O fomento à pesquisa também será prioridade da frente, que quer dar mais segurança jurídica ao uso da cannabis para fins medicinais. A ideia é arrecadar verba a partir de emendas parlamentares e de contribuições da iniciativa privada e da academia.

— Há um número crescente de pessoas que poderiam ter uma melhora rápida de qualidade de vida com esse tratamento, mas acabam encontrando uma burocracia enorme pela frente. Sendo a maior assembleia do país, serve como apoio crucial para que a pauta ganha velocidade também no Congresso — disse o coordenador do grupo.

Resistência no Congresso

Se na Alesp a aprovação da frente demorou pouco mais de um mês e conseguiu reunir diferentes partidos políticos, no Congresso a pauta encontra resistência. Bruno Pegoraro, presidente do Instituto de Pesquisas Sociais e Econômicas da Cannabis, participa da articulação na Câmara dos Deputados e disse que até agora tem 37 das 198 assinaturas necessárias.

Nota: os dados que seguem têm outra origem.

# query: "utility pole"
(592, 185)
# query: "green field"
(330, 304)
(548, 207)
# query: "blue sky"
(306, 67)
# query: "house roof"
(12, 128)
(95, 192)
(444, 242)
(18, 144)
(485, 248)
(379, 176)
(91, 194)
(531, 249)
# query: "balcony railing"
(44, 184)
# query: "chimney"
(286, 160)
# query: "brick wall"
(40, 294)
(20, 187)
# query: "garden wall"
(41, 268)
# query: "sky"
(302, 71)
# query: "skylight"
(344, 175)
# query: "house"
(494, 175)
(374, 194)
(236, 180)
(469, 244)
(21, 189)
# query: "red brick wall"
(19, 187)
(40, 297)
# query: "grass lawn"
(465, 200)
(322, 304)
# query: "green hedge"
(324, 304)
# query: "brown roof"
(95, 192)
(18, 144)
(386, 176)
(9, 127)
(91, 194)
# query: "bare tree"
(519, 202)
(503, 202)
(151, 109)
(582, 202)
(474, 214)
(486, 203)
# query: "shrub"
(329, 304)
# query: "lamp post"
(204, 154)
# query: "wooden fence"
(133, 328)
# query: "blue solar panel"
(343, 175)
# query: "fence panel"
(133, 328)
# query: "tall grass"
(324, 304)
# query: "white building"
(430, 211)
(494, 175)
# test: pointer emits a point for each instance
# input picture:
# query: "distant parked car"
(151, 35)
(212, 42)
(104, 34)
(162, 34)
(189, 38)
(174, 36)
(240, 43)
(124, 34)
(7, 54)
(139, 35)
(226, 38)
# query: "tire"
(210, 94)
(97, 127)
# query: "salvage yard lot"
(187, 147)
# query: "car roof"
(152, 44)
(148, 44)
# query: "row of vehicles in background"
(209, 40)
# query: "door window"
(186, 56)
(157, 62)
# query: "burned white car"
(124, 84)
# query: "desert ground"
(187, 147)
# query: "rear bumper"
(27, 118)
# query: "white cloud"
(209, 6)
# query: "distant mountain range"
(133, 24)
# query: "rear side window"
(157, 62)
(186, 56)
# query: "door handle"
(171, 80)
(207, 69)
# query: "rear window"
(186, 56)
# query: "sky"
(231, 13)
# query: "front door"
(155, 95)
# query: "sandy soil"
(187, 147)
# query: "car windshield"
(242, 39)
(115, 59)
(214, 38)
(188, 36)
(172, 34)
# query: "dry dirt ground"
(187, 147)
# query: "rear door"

O instituto apoia a elaboração de legislações pelo país e realiza pesquisas e estudos. Um deles foi realizado este ano pela Civi-Co, polo de negócios de impacto cívico-sócio-ambiental, e concluiu que 70% da população apoia o uso medicinal da cannabis. A pesquisa ouviu 1 mil pessoas de todo o país, entre homens e mulheres, acima dos 18 anos, e das classes sociais A, B1, B2, C1 e C2.

— Nós temos evidências do benefício da cannabis em várias enfermidades, mas as principais são a dor crônica, epilepsia e parkinson. Temos feito esse trabalho de conversar com políticos locais para aumentar esse tipo de discussão e trazer projetos que apoiem o uso da cannabis medicinal no tratamento de saúde pública — afirmou ao GLOBO.